There are previous reports describing the impact of iridoids and anthocyanins on the expression of transcription factors crucial for cholesterol and lipid homeostasis [48,64]. However, none of these studies concerned the Cornus mas L. extract. Moreover, none of the iridoid or anthocyanin surveys have evaluated the changes of PPARs expression in the aorta and their consequences. Considering the results we have obtained, it seems that potentially greater efficacy of the lower dose is a positive result, as it would be more practical for technological development in the form of a drug, e.g., a tablet, which, due to a lesser dose of the active substance, could be smaller and easier for administering. For example: using the formula for dose translation based on BSA [65], calculated dose for adult humans weighing 70 kgs would amount to 227 mg (3.24 mg/kg b.w.), which could be easily compressed in the form of one tablet. As the results of our research are promising, further studies, both determining the dose-effect dependency and conducted in the human model, are necessary.

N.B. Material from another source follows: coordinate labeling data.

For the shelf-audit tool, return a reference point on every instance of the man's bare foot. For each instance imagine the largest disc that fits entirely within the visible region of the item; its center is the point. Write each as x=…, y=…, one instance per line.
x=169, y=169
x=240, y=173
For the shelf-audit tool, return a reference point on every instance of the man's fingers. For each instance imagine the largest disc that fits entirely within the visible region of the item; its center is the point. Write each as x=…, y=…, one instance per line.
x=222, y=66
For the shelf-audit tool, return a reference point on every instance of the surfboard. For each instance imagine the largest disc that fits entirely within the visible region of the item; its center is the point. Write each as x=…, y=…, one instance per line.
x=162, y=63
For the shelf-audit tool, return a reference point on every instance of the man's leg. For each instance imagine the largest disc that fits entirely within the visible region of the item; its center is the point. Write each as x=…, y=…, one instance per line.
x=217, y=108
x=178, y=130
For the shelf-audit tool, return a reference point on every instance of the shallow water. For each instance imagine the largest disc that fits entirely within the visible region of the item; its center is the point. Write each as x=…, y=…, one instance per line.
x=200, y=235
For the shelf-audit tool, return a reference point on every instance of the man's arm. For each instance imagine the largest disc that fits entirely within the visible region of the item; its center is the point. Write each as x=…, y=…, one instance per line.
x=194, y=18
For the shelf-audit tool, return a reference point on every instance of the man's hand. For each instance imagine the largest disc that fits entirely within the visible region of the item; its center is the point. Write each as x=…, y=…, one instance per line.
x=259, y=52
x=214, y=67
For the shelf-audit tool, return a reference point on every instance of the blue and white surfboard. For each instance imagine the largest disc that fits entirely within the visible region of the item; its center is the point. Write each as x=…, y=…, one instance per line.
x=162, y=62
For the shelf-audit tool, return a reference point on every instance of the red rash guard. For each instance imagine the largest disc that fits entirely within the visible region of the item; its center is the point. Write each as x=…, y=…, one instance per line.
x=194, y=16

The adipose tissue secretes several mediators, called adipokines (e.g., adiponectin, leptin, and resistin). Adipokines play an important regulatory function in various metabolic processes and are involved in the development of metabolic diseases, such as type 2 diabetes and cardiovascular diseases. High levels of leptin and resistin occurring in obese individuals, lead to the emergence of insulin resistance, whereas adiponectin may prevent it [66,67]. Leptin is produced and secreted by the adipose tissue in direct relation to the amount of body fat [68]. Circulating leptin positively reflects adipose tissue size, and communicates energy storage status to the brain [69]. We observed a significant reduction of leptin levels in all research groups. The lowering effect of anthocyanins on leptin concentrations was confirmed in many studies [70,71,72,73,74]. Fewer data are available on iridoids. Ishaq et al. hypothesize that asperuloside–iridoid glycoside found in many traditional Chinese medicinal plants–downregulates the gene expression of appetite regulators, i.a. leptin, in the hypothalamus. It overstimulates taste buds signaling in response to high-fat diet consumption leading to suppression of orexigenic signaling [32]. Contrarily, in the case of loganin, an iridoid glycoside isolated from Cornus officinalis, an elevation of leptin serum level in type 2 diabetic db/db mice was observed [75].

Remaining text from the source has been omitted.